In [1]:
import torch

print(torch.__version__)

2.5.1+cpu


In [2]:
import pandas as pd

In [3]:
df = pd.read_csv('./data_source/spam.csv', encoding='latin-1')

df = df[['v1', 'v2']]

df.head(20)

Unnamed: 0,v1,v2
0,ham,"Go until jurong point, crazy.. Available only ..."
1,ham,Ok lar... Joking wif u oni...
2,spam,Free entry in 2 a wkly comp to win FA Cup fina...
3,ham,U dun say so early hor... U c already then say...
4,ham,"Nah I don't think he goes to usf, he lives aro..."
5,spam,FreeMsg Hey there darling it's been 3 week's n...
6,ham,Even my brother is not like to speak with me. ...
7,ham,As per your request 'Melle Melle (Oru Minnamin...
8,spam,WINNER!! As a valued network customer you have...
9,spam,Had your mobile 11 months or more? U R entitle...


# rename columns from v1, v2 ...to label and text

In [4]:
df = df.rename(columns={'v1': 'label', 'v2':'text'})

df['text'] = df['text'].apply(str.lower)

df.head(20)

Unnamed: 0,label,text
0,ham,"go until jurong point, crazy.. available only ..."
1,ham,ok lar... joking wif u oni...
2,spam,free entry in 2 a wkly comp to win fa cup fina...
3,ham,u dun say so early hor... u c already then say...
4,ham,"nah i don't think he goes to usf, he lives aro..."
5,spam,freemsg hey there darling it's been 3 week's n...
6,ham,even my brother is not like to speak with me. ...
7,ham,as per your request 'melle melle (oru minnamin...
8,spam,winner!! as a valued network customer you have...
9,spam,had your mobile 11 months or more? u r entitle...


# remove punctuations and special characters

In [23]:
import regex as re

In [27]:
df['text'] = df['text'].astype(str).apply(lambda x : re.sub(r'[^a-zA-Z0-9\s]','', x))

df.head(20)

Unnamed: 0,label,text
0,ham,go until jurong point crazy available only in ...
1,ham,ok lar joking wif u oni
2,spam,free entry in 2 a wkly comp to win fa cup fina...
3,ham,u dun say so early hor u c already then say
4,ham,nah i dont think he goes to usf he lives aroun...
5,spam,freemsg hey there darling its been 3 weeks now...
6,ham,even my brother is not like to speak with me t...
7,ham,as per your request melle melle oru minnaminun...
8,spam,winner as a valued network customer you have b...
9,spam,had your mobile 11 months or more u r entitled...


# remove stopwords

In [12]:
from nltk.corpus import stopwords

In [31]:
stop_words = set(stopwords.words('english'))

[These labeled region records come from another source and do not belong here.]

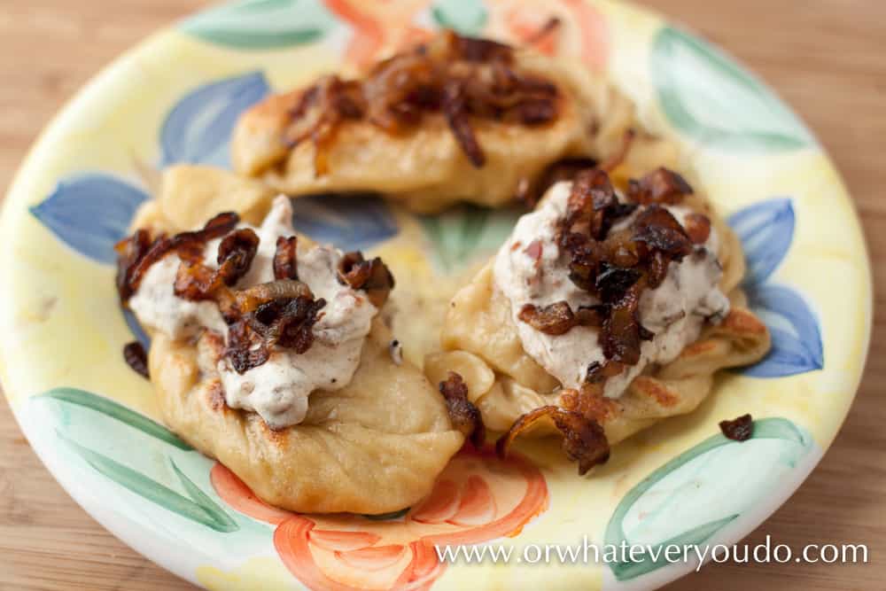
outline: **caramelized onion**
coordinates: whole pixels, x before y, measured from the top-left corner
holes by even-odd
[[[501,457],[517,437],[536,422],[548,419],[563,435],[563,450],[566,456],[579,463],[579,474],[585,474],[592,467],[609,459],[610,446],[600,424],[574,410],[555,406],[546,406],[520,416],[510,429],[495,443],[495,449]]]
[[[298,279],[298,245],[299,239],[294,236],[288,238],[279,237],[276,250],[274,252],[274,278]]]
[[[376,64],[361,80],[327,76],[307,88],[289,112],[285,145],[310,139],[315,174],[329,172],[328,151],[346,120],[366,120],[398,134],[442,113],[475,167],[486,161],[471,118],[545,125],[558,113],[556,87],[538,74],[517,71],[513,49],[503,43],[445,31]]]
[[[565,334],[579,323],[565,301],[555,302],[544,307],[526,304],[520,309],[517,317],[536,330],[549,335]]]
[[[445,381],[439,383],[439,392],[446,399],[447,409],[453,427],[468,439],[478,449],[486,439],[486,426],[479,409],[468,400],[468,385],[462,376],[450,371]]]
[[[248,314],[274,299],[296,298],[314,299],[314,293],[307,284],[295,279],[277,279],[234,292],[235,305],[241,314]]]
[[[686,179],[664,167],[647,174],[640,181],[631,180],[627,188],[628,199],[644,205],[676,205],[691,194],[692,187]]]

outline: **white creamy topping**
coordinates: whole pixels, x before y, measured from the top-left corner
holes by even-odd
[[[260,242],[237,289],[274,280],[276,239],[295,233],[291,219],[289,198],[277,197],[261,227],[253,228]],[[247,224],[239,227],[251,228]],[[206,245],[205,264],[216,266],[220,242]],[[267,362],[242,375],[225,358],[217,364],[228,406],[257,412],[273,429],[304,420],[313,391],[338,390],[350,383],[360,364],[363,340],[378,313],[364,293],[338,282],[340,251],[330,246],[308,247],[303,242],[298,245],[299,280],[307,284],[315,298],[326,300],[313,327],[315,340],[310,349],[298,354],[275,347]],[[179,262],[177,255],[169,254],[153,264],[129,299],[129,307],[140,323],[174,339],[193,338],[204,328],[227,338],[228,327],[214,302],[191,302],[175,295],[173,284]]]
[[[517,318],[526,304],[542,307],[566,301],[572,310],[577,310],[580,306],[600,303],[570,280],[568,261],[565,255],[561,256],[555,237],[558,221],[566,214],[571,189],[571,183],[558,183],[548,190],[536,211],[520,218],[495,258],[494,275],[495,289],[510,303],[523,348],[563,387],[578,388],[590,363],[606,361],[598,342],[599,329],[576,326],[565,334],[548,335]],[[667,209],[680,223],[692,213],[681,206],[668,206]],[[613,229],[630,224],[634,216],[621,220]],[[533,242],[540,245],[538,260],[537,246],[527,253]],[[607,380],[603,391],[606,396],[620,396],[649,363],[673,361],[698,338],[706,317],[726,316],[729,300],[717,287],[722,275],[716,256],[719,246],[719,237],[711,228],[704,245],[698,245],[696,252],[681,262],[672,262],[662,284],[643,292],[640,322],[656,336],[642,342],[636,365],[627,366],[621,374]]]

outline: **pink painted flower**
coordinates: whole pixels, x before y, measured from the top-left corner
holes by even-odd
[[[392,519],[278,509],[220,463],[212,482],[232,509],[276,526],[281,560],[311,589],[428,589],[446,569],[434,546],[517,535],[548,507],[548,486],[537,468],[469,445],[426,499]]]

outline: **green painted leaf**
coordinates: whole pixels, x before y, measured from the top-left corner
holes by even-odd
[[[668,120],[703,144],[772,152],[814,144],[770,89],[718,50],[683,31],[665,27],[658,32],[651,72]]]
[[[372,521],[387,521],[389,519],[399,519],[407,513],[409,512],[409,508],[401,509],[399,511],[391,511],[390,513],[378,513],[377,515],[364,515],[363,517],[367,519],[371,519]]]
[[[230,518],[230,516],[218,503],[213,501],[212,497],[200,490],[200,487],[195,485],[184,472],[179,470],[178,465],[175,464],[174,460],[170,458],[169,463],[172,464],[172,469],[175,470],[175,475],[178,477],[182,486],[184,486],[184,490],[188,493],[188,496],[193,499],[204,511],[209,514],[215,523],[227,528],[224,530],[226,532],[233,532],[238,529],[237,525]]]
[[[742,443],[721,433],[710,437],[625,495],[606,527],[606,544],[658,549],[701,544],[770,494],[812,446],[808,433],[784,418],[755,421],[750,439]],[[610,568],[616,579],[627,580],[664,566],[663,555]]]
[[[242,0],[200,12],[180,27],[211,43],[266,50],[314,43],[336,22],[320,0]]]
[[[144,416],[135,410],[130,410],[123,405],[114,402],[113,400],[105,398],[104,396],[93,394],[91,392],[79,390],[77,388],[53,388],[49,392],[34,397],[34,400],[41,399],[52,399],[67,402],[69,404],[76,404],[82,407],[86,407],[87,408],[91,408],[96,412],[99,412],[106,416],[110,416],[111,418],[116,419],[120,423],[128,424],[134,429],[137,429],[144,433],[147,433],[148,435],[160,439],[161,441],[165,441],[171,446],[175,446],[179,449],[183,449],[184,451],[190,451],[193,449],[193,447],[180,439],[178,436],[161,425],[159,423],[152,421],[147,416]]]
[[[516,207],[494,210],[462,205],[419,220],[433,245],[437,266],[449,274],[501,245],[522,213]]]
[[[486,9],[478,0],[437,0],[431,8],[434,22],[462,35],[479,35],[486,24]]]
[[[65,437],[59,431],[56,431],[56,432],[61,440],[70,446],[92,468],[136,494],[174,513],[177,513],[186,519],[206,525],[216,532],[228,533],[239,529],[239,525],[228,517],[227,514],[225,514],[223,520],[220,519],[217,514],[207,511],[202,505],[179,494],[171,488],[152,480],[141,472],[136,472],[131,468],[103,454],[84,447],[76,441]],[[178,471],[177,468],[175,470]],[[183,475],[180,474],[180,478]],[[185,479],[187,478],[185,478]],[[190,484],[193,486],[193,483]],[[189,490],[190,493],[190,491]],[[203,494],[203,497],[206,497],[206,495]],[[206,498],[208,499],[208,497]],[[214,503],[213,504],[214,505]]]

df['text'] = df['text'].astype(str).apply(lambda sentence: ' '.join([word for word in sentence.split() if word.lower() not in stop_words]))

df.head(20)

Unnamed: 0,label,text
0,ham,go jurong point crazy available bugis n great ...
1,ham,ok lar joking wif u oni
2,spam,free entry 2 wkly comp win fa cup final tkts 2...
3,ham,u dun say early hor u c already say
4,ham,nah dont think goes usf lives around though
5,spam,freemsg hey darling 3 weeks word back id like ...
6,ham,even brother like speak treat like aids patent
7,ham,per request melle melle oru minnaminunginte nu...
8,spam,winner valued network customer selected receiv...
9,spam,mobile 11 months u r entitled update latest co...


# carry out stemming

In [18]:
from nltk.stem import WordNetLemmatizer

In [34]:
wnl = WordNetLemmatizer()

df['text'] = df['text'].astype(str).apply(lambda sentence: ' '.join([wnl.lemmatize(word) for word in sentence.split()]))

df.head(20)

Unnamed: 0,label,text
0,ham,go jurong point crazy available bugis n great ...
1,ham,ok lar joking wif u oni
2,spam,free entry 2 wkly comp win fa cup final tkts 2...
3,ham,u dun say early hor u c already say
4,ham,nah dont think go usf life around though
5,spam,freemsg hey darling 3 week word back id like f...
6,ham,even brother like speak treat like aid patent
7,ham,per request melle melle oru minnaminunginte nu...
8,spam,winner valued network customer selected receiv...
9,spam,mobile 11 month u r entitled update latest col...


In [38]:
preprocessed_df = df.copy()

preprocessed_df['label'] = preprocessed_df['label'].map({'ham': 0, 'spam': 1})

preprocessed_df.head(20)

Unnamed: 0,label,text
0,0,go jurong point crazy available bugis n great ...
1,0,ok lar joking wif u oni
2,1,free entry 2 wkly comp win fa cup final tkts 2...
3,0,u dun say early hor u c already say
4,0,nah dont think go usf life around though
5,1,freemsg hey darling 3 week word back id like f...
6,0,even brother like speak treat like aid patent
7,0,per request melle melle oru minnaminunginte nu...
8,1,winner valued network customer selected receiv...
9,1,mobile 11 month u r entitled update latest col...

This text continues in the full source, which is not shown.